First Bout testimony


A U.S. Drug Enforcement Administration agent followed prosecution and defense opening statements by telling jurors in the Viktor Bout trial how the global string operation worked. Witness William Brown, a DEA agent, said undercover informants posing as South American terrorists were told by their U.S. handlers to make clear to Bout what they planned to do with the weapons they offered to buy from him.

Washington Post, “By the age of 30, according to McGuire, Bout had acquired 30 cargo planes and an almost mythical reputation as a weapons supplier of choice for myriad armed groups in Africa during the 1990s. His dealings were documented in the book “Merchant of Death: Money, Guns, Planes, and the Man Who Makes War Possible,” by a former Washington Post reporter, Douglas Farah, and Stephen Braun.”

New York Times, “On the first day of Mr. Bout’s trial in Federal District Court, the prosecutor, Brendan R. McGuire, described how confidential informers working for the Drug Enforcement Administration had lured Mr. Bout out of Moscow in an elaborate sting operation that touched several countries and ultimately led to his arrest in 2008 in Bangkok.”

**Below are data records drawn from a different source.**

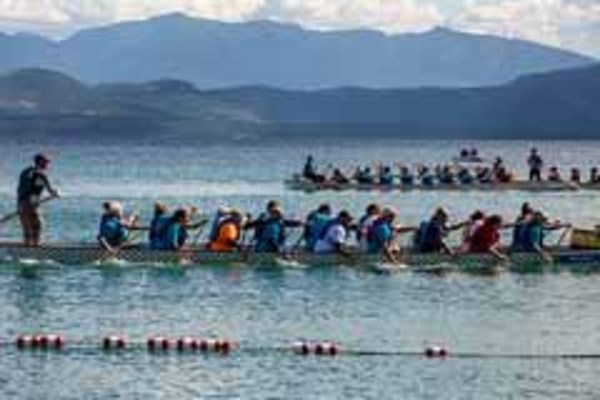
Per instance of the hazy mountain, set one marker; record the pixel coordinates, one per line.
(38, 105)
(213, 54)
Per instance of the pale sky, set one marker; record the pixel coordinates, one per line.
(571, 24)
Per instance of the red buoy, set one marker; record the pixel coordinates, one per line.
(436, 352)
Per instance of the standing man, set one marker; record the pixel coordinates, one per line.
(536, 164)
(32, 183)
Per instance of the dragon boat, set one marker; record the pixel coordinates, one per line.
(564, 258)
(300, 184)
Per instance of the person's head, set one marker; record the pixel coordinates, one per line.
(389, 214)
(526, 209)
(440, 215)
(160, 208)
(237, 216)
(41, 161)
(478, 215)
(538, 217)
(181, 216)
(494, 221)
(345, 218)
(273, 205)
(115, 209)
(373, 209)
(325, 209)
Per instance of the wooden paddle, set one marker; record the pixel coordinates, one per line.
(15, 214)
(562, 237)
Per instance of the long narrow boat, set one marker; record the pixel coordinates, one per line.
(305, 185)
(564, 258)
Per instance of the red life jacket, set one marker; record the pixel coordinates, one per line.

AP, “Bout, a vegetarian and classical music fan who speaks six languages, has been accused — though not in this court case — of supplying weapons that fueled civil wars in South America, the Middle East and Africa, with clients ranging from Liberia’s Charles Taylor to Moammar Gadhafi to the Taliban government that ran Afghanistan. He was an inspiration for an arms dealer character played by Nicolas Cage in the 2005 film “Lord of War.”